Former Sen. Judd Gregg (R-N.H.) said he infrequently used his hideaway, which he described as a relatively modest affair — although it was several steps above the “closet-like” basement room he was assigned early in his Senate career.
“I just didn’t see much need to be there,” he said, noting that as a committee chairman and ranking member, he had access to other work space in the Capitol. “Some [hideaways] have great views, and others have great history — how they’re used depends on the preferences of the individual Senator.”
In an era where nearly every detail of Congressional life is documented, scrutinized and dissected, hideaways remain a rare bastion of mystery. Many Senators keep the location of theirs private, and many spacious hideaways sit behind decidedly nondescript-looking doors.
The Senate Rules Committee does not disclose the location of the hideaways, nor does it actually use the word “hideaway,” preferring the more vanilla (and less mysterious) “Capitol office.”
Senate Historian Don Ritchie said the veiled offices give Senators a respite, if they want it. “Senators have public offices where they meet with constituents and do their business, but they also have private ones,” he said. “It defeats the very purpose to publicize them.”

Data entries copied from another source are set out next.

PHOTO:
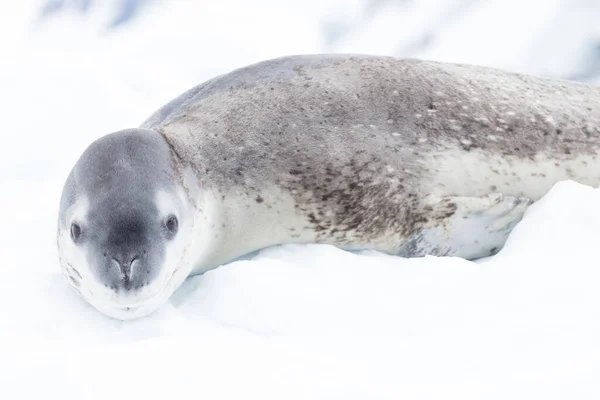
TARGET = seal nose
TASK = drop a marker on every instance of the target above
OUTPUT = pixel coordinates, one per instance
(125, 265)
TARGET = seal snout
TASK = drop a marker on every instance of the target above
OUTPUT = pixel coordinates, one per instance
(126, 270)
(126, 267)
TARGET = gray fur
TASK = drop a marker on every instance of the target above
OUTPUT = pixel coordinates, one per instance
(120, 174)
(403, 156)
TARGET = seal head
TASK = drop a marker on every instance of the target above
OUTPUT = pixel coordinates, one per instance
(123, 223)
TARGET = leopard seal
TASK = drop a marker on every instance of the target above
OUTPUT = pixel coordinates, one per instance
(408, 157)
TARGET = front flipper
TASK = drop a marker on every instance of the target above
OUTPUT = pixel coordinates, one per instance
(467, 227)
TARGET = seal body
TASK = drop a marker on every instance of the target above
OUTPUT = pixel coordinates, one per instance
(406, 157)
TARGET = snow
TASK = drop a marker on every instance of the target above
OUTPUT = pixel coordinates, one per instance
(293, 322)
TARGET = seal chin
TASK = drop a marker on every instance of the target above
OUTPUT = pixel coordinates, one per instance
(125, 313)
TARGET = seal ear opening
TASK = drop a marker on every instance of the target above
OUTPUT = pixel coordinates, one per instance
(172, 225)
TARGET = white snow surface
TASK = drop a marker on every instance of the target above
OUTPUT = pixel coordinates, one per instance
(291, 322)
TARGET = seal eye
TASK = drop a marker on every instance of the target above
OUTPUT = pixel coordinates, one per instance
(172, 224)
(75, 231)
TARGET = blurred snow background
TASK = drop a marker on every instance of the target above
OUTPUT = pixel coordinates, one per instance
(294, 322)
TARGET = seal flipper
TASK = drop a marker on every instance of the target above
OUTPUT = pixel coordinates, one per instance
(467, 227)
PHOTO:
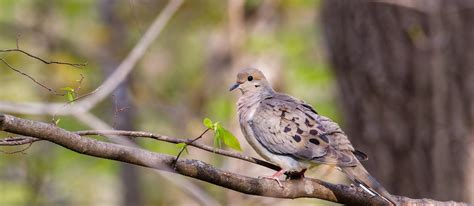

Ritchie described an old trick for sussing out where the hideaways were: Back when most Senators had their hometown newspapers delivered to their doors, you could walk along the hall and tell by the paper whose office it was. “You’d see the Milwaukee paper and think, ‘Oh, that must be a Wisconsin Senator’s,’” Ritchie said.
Now, one might only be able to identify where Senators’ getaways are located if you actually see them slipping into their rooms.
Hideaways had their genesis in 1909, Ritchie said, when Senators and their staff first moved out of the Capitol and into the first Senate office building (then simply called the Senate Office Building and now named the Russell Senate Office Building). While they had larger offices, they were farther from the floor, so many were given private Capitol offices.
The construction of the Dirksen and Hart buildings, and finally, the Capitol Visitor Center, has created more vacant space in the Capitol, allowing for more hideaways.